The cookies turn out to be enormous. They are delicious. Worth the effort and if I ever truly get the hang of the process I will make them more often.
Nearly everything I cook for myself tastes the same. Or at least looks the same. I made a . . . I hate the expression stir fry, I don’t know why, I want to call it something like gai kwak jinn . . . but I made a stir fry using basically the same ingredients I used last night for ratatouille but the mushrooms were larger and I added cabbage.
Cabbage is amazing. I bought this cabbage last year. Seriously. And not on December 31st. Like in September. I used chicken (this was a getting-rid-of-crap-in-my-refrigerator meal), celery, red pepper and green onions.

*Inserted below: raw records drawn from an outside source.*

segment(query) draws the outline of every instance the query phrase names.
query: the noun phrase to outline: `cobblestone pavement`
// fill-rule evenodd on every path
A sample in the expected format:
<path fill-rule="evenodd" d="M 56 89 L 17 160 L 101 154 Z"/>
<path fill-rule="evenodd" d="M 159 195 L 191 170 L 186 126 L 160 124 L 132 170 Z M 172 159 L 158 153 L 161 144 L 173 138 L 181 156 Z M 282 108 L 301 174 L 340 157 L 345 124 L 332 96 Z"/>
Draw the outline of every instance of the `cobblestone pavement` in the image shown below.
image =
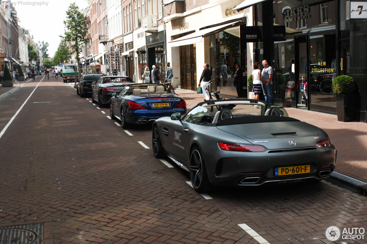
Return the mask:
<path fill-rule="evenodd" d="M 108 108 L 41 78 L 0 98 L 0 228 L 43 223 L 45 244 L 316 244 L 331 243 L 329 225 L 367 226 L 367 199 L 325 181 L 204 197 L 138 143 L 151 148 L 151 125 L 130 135 Z"/>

The gai kwak jinn was passable. It looked better than it was, in fact it looked just like ratatouille. But there was too much soy sauce and I neglected to add fermented black beans. I also neglected to make rice or noodles. I was too busy watching Chopped. So I ate it just plain. I’m not sure if that’s allowed in Chinese circles. It seems not right. But then there were no cellophane wrapped fortune cookies at the end either.
Or something like it. The French eat it cold. Generally speaking, although there are billions of recipes, each ingredient is sauteed separately and then added together in the sauce, briefly simmered and then let sit overnight. This way it does not turn into the mush you usually get called ratatouille. This isn’t really ratatouille since there is no zucchini and little eggplant. And it has mushrooms not usually found in ratatouille. Come to think of it, it’s not really ratatouille at all. I ate it with ramen noodles. The more I think of it, the less like ratatouille it gets. None the less it was delicious. Eaten hot.
I’m not sure why but I am fascinated by a cookbook from a restaurant called Milk. I love how the author thinks and I am awed by her inventiveness. For the second time I attempted to make her chocolate malt cake. I’m not so interested in eating it. I want to understand her procedures. Under the best of circumstances I am not tidy. With this, which requires endless bowls, I was less so. I’m told it was good.